Klar, durch eine CO2-Kompensierung wird ja nicht wirklich CO2 eingespart. Für alle, die noch nicht so einen CO2-Bilanzierungsprozess mitgemacht haben: Hier einige Erläuterungen, warum das Ganze dennoch Sinn macht und warum wir viele weitere Menschen dafür motivieren wollen, sich das Thema etwas genauer anzusehen. Zugegeben: So richtig viel CO2 produzieren wir nicht mit einer Designagentur – wenn wir das mit größeren Industrieanlagen vergleichen wollten. Wollen wir aber nicht, denn wenn jeder seinen kleinen Teil beiträgt, dann sind wir einen Riesenschritt weiter. Unsere Partner von KlimAktiv haben sich im ersten Schritt einmal angeschaut, wo bei der Firma PARIPARI überhaupt das schädliche Treibhausgas entsteht. Dafür mussten wir jede Menge Zahlen sammeln, Jahreskilometer, Stromanbieter, Anfahrt der Mitarbeiter… (Danke an alle unsere Fahrradfahrer, die dabei helfen, unseren CO2-Ausstoß möglichst klein zu halten). Beim gemeinsamen Besprechen der Ergebnisse wurde schnell klar: Es gibt einige Stellschrauben, an denen wir drehen können. Als großer Posten sind PKW-Fahrten zu nennen. Hierzu werden wir den Ausstoß weiter reduzieren durch die Anschaffung eines Hybrid-Fahrzeugs. Unseren Strom haben wir bereits auf einen grünen Anbieter umgestellt (Lichtblick). Immerhin 8% der Gesamt-CO2-Emmissionen entstehen, wenn unser Geschäftsführer Thomas Weiling zu dem von ihm betreuten bioladen*Fair-Kindergarten- und Schulprojekt in der Dominikanischen Republik fliegt. Er wird das auch im nächsten Jahr machen – Die Zukunft von 100 Kindern ist uns das wert. Wir werden sensibel jedes Jahr schauen, wie wir uns mit PARIPARI auch für unser Klima besser machen können.

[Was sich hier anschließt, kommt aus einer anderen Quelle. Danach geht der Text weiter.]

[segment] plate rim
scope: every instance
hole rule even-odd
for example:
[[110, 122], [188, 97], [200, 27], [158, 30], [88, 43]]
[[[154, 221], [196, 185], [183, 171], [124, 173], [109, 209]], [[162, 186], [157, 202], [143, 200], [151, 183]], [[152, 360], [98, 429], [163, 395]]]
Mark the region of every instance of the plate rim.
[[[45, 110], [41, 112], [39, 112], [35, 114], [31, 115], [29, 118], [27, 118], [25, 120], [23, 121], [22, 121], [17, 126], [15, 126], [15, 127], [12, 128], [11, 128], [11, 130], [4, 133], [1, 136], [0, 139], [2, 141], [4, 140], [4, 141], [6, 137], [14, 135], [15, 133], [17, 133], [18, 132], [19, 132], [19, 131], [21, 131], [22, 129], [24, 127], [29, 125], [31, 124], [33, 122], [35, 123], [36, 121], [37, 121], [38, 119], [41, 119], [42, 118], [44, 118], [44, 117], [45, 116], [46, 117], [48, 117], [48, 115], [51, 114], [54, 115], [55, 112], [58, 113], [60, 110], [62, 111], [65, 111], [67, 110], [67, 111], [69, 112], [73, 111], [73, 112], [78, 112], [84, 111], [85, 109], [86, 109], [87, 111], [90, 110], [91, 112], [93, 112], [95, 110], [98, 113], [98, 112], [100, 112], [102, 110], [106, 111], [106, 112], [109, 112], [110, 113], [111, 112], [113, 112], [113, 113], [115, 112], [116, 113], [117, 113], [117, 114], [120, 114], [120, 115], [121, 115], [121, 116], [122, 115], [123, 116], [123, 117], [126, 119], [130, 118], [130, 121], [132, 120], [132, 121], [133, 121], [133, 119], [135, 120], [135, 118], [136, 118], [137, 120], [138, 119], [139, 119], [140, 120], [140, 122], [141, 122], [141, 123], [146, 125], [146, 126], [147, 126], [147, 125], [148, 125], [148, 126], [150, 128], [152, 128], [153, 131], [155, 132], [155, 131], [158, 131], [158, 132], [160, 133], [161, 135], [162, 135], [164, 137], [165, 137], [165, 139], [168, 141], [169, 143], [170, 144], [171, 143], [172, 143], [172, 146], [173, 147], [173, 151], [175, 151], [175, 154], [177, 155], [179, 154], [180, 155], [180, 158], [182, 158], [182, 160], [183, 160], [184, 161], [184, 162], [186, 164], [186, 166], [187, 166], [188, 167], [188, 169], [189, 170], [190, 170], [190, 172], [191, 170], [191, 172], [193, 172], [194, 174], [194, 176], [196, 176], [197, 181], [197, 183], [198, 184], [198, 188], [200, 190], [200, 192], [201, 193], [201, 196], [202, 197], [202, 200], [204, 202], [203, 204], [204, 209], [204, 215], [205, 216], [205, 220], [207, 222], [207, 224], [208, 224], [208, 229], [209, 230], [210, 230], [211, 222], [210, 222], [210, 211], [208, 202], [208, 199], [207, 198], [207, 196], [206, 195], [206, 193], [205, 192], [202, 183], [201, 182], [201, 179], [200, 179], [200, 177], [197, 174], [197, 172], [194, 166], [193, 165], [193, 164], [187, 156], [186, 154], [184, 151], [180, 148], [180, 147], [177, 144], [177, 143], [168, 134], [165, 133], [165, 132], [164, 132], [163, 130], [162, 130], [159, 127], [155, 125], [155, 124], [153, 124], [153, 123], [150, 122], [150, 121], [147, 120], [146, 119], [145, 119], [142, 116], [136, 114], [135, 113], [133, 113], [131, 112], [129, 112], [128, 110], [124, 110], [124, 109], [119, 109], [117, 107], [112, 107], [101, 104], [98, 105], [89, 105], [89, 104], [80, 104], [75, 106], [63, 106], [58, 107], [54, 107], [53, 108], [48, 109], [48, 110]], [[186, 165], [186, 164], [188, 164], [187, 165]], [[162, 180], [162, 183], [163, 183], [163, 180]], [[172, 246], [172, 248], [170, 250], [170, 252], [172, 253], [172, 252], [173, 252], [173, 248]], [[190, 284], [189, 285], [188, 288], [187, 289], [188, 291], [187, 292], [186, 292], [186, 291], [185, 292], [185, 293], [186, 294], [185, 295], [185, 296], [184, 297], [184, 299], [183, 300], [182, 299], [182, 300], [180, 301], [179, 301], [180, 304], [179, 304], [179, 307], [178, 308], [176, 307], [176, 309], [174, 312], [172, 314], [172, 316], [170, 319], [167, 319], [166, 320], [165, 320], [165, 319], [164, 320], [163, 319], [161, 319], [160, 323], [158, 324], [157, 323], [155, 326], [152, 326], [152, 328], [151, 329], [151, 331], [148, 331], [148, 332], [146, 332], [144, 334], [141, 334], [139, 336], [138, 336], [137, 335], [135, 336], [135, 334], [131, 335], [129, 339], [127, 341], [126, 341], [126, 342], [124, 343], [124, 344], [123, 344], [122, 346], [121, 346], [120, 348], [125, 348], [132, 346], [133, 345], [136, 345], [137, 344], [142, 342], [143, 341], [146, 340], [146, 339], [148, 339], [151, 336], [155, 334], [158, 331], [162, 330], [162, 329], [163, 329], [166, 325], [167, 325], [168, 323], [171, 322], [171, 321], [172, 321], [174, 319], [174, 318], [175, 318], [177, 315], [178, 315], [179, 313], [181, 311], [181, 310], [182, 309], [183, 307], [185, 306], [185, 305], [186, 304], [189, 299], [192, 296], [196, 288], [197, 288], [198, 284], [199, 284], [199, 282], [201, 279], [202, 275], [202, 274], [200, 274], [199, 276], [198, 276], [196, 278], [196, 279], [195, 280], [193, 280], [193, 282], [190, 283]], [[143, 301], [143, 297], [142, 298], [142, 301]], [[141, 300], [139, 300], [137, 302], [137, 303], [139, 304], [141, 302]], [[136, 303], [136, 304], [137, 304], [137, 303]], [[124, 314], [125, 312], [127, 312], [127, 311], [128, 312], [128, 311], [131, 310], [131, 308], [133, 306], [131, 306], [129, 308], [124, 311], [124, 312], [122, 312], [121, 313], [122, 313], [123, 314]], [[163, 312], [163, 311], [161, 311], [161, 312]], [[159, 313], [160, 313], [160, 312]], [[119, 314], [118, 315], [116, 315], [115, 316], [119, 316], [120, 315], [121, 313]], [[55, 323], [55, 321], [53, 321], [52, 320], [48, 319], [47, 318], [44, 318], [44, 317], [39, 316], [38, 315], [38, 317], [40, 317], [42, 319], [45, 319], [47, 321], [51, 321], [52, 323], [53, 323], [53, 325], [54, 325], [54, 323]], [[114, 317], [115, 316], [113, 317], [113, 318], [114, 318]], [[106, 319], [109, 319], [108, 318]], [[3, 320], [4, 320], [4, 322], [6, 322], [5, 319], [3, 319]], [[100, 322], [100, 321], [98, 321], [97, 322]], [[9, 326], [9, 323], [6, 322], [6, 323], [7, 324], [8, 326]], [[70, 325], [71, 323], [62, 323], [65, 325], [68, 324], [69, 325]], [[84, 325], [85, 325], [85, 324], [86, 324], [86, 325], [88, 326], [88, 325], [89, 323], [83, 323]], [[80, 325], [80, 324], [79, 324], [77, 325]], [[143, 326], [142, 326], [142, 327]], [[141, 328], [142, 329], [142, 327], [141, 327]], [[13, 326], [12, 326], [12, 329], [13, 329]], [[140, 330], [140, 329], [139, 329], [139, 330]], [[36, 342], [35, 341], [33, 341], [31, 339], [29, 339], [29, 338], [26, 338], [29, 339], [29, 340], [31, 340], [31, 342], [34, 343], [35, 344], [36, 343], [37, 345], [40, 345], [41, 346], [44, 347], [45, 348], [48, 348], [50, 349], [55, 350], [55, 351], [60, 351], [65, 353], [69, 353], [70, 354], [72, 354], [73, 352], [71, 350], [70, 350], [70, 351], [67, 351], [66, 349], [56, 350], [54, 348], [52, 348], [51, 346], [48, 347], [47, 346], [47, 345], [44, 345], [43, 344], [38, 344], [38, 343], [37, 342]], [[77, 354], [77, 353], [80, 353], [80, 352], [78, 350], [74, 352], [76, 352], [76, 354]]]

LEBENSRAUM FÜR BERGGORILLAS

Die 42 Tonnen die wir jährlich emitieren kompensieren wir im Projekt „VIRUNGA BERGGORILLAS: ARTENSCHUTZ TRIFFT KLIMASCHUTZ IN RUANDA: EFFIZIENTE KOCHER RETTEN LEBENSRAUM FÜR DIE LETZTEN BERGGORILLAS “. In diesem Projekt werden effiziente Kochöfen der ländlichen Bevölkerung in Ruanda kostengünstig zu Verfügung gestellt und somit der Holzeinschlag im benachbarten Virunga Nationalpark verhindert. Die Kochöfen verbessern die Lebenssituation der Bevölkerung in vielerlei Hinsicht: Gesundheit, Bildung, Kostenreduktion, Geschlechtergerechtigkeit und lokale Arbeitsplätze. Zudem tragen die Kochöfen entscheidend zum Artenschutz bei. In den betroffenen Wäldern leben die letzten Gorillas und Goldmeerkatzen.

MACHEN SIE MIT!

Wir möchten Sie auf diesem Weg anregen, sich einfach auch für Ihr Unternehmen – groß oder klein – schlau zu machen, wie das geht. Ganz einfach bei unserem Partnern von KlimAktiv. PS: Und für alle, die sich schon etwas mehr auskennen: Bei uns wurden auch Scope 3 Emissionen bilanziert.